Giornali vari, 11 ottobre 2010
Anno VII – Trecentoquarantatreesima settimana Dal 4 all’11 ottobre 2010Talebani Gianmarco Manca, Francesco Vannozzi, Sebastiano Ville, Marco Pedone: sono i nomi dei quattro alpini uccisi il 9 ottobre in un agguato con sparatoria nel distretto del Gulistan, duecento chilometri a oriente di Farah
Anno VII – Trecentoquarantatreesima settimana Dal 4 all’11 ottobre 2010
Talebani Gianmarco Manca, Francesco Vannozzi, Sebastiano Ville, Marco Pedone: sono i nomi dei quattro alpini uccisi il 9 ottobre in un agguato con sparatoria nel distretto del Gulistan, duecento chilometri a oriente di Farah.
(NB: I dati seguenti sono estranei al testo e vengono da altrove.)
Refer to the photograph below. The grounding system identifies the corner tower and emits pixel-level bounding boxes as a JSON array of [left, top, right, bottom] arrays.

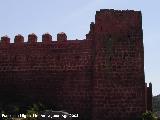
[[86, 9, 146, 120]]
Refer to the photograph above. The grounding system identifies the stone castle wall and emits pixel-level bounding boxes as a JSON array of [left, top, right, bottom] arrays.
[[0, 9, 151, 120]]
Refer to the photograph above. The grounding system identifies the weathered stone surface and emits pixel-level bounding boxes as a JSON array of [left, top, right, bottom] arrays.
[[0, 9, 152, 120]]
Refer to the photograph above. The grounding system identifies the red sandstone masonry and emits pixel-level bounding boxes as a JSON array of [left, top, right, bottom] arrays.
[[0, 9, 152, 120]]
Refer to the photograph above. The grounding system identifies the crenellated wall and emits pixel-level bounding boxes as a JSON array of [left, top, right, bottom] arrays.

Il più vecchio aveva 32 anni, il più giovane 23. Stavano scortando una colonna di 70 camion civili che rientrava dall’aver trasportato materiale per la costruzione di una base operativa. I talebani, che hanno poi rivendicato l’assalto con un comunicato sul sito di al Qaeda, dopo aver provocato l’esplosione con uno ied (un ordigno fatto in casa), hanno poi attaccato la colonna, venendo respinti dagli stessi italiani. Il contingente italiano in Afghanistan ammonta adesso a 3.500 unità che diventeranno poco meno di 4.000 entro la fine dell’anno. L’Italia conta, con questo, trentaquattro morti dall’inizio della guerra, con un trend che al momento pare ascendente: le vittime del nostro Paese furono nove l’anno scorso, sono già dodici a questo punto dell’anno. Nell’azione di sabato sono rimasti feriti altri due uomini, gli alpini Luca Cornacchia (31 anni) e Michele Miccoli (28).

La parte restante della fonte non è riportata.